Por outro lado, para os seres humanos, os animais silvestres parecem nem ser animais reais, como disse antes, são apenas “coisas vivas”, e por isso mesmo ainda são considerados por muito humanos, como sendo animais menos importantes, porque eles são limitados aos seus comportamentos naturais, os quais devem estar previamente definidos por um livro, por uma história ou por alguém. No pensamento da maioria dos seres humanos, tudo que se pode saber sobre um animal silvestre qualquer já foi dito, já está descrito e assim não há nada de interessante nesse tipo de animal.

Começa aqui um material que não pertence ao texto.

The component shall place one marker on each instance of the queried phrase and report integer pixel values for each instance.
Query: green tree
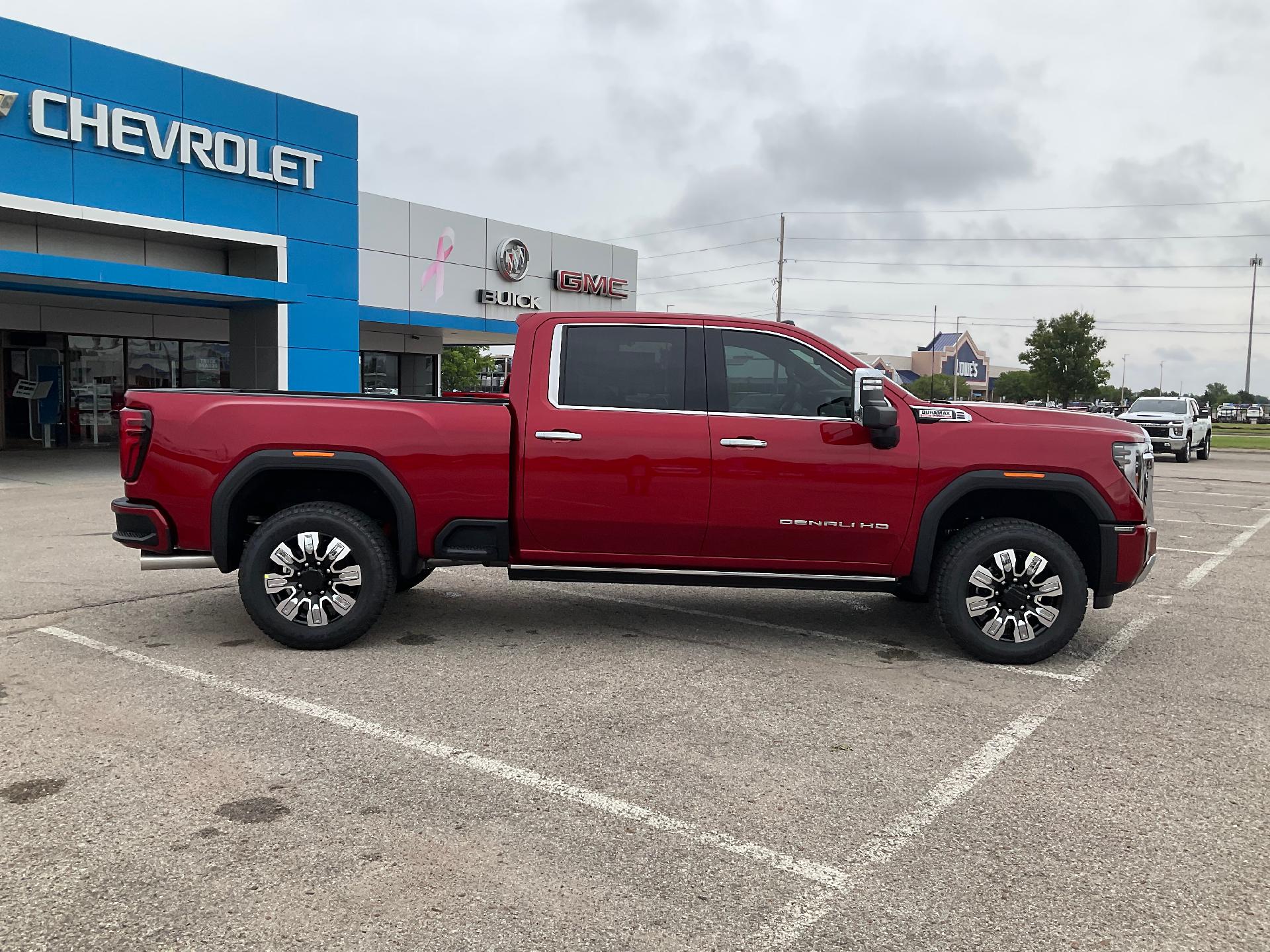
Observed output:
(935, 386)
(1016, 387)
(1064, 356)
(462, 365)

Desta maneira, não parece haver nenhuma condição interessante, brilhante ou inusitada que possa justificar a preocupação dos seres humanos com os animais silvestres. Efetivamente, existe uma distância imensa entre a realidade natural dos animais silvestres e pensamento da maioria dos seres humanos sobre esses animais e esse distanciamento necessita ser reduzido para o bem do homem, dos animais e do planeta como um todo.
Baseado nesses argumentos iniciais, tenho a suspeição de que algumas das sociedades humanas, em determinado momento, além de tratar os animais domésticos indevidamente como se fossem seres humanos, também acabam por repudiar (preterir) os animais silvestres como organismos menos importantes (nobres). Esse fato é, no mínimo, injusto, triste e infeliz, porque manifesta claramente a ignorância humana sobre a natureza, particularmente sobre a grandeza e a importância do reino animal. Entretanto, essa condição triste da ligação humana com os animais silvestres acaba sendo muito pior e em consequência desse fato, a ligação com os animais domésticos também tende a piorar, porque ao super estimar os animais domésticos, os seres humanos passam a esperar e traduzir situações e atitudes que efetivamente não são verídicas e forçam os animais domésticos a assumirem práticas totalmente contrárias as suas devidas condições animais. Obviamente, isso até pode ser agradável para esses tipos de seres humanos, mas certamente é muito ruim para os animais.
Na verdade, não existe má intenção do ser humano, o que existe é falta de conhecimento, má informação e, sobretudo, uma expectativa irreal de que o animal seja sempre capaz de fazer aquilo que o humano pensa que ele deve fazer numa visão estritamente antrópica. O ser humano acaba por atribuir conceitos e argumentos humanos as atitudes comportamentais dos animais e muitas vezes até exige que o animal desenvolva uma postura humana inesperada. Ora, isso é ilógico e naturalmente não pode acontecer naturalmente e se acontece é por conta de imposição do ser humano. Mas, o ser humano, quer entender que essa ação anômala do animal seja um resultado do interesse particular do humano, o que se constitui numa tendência violenta e fraudulenta.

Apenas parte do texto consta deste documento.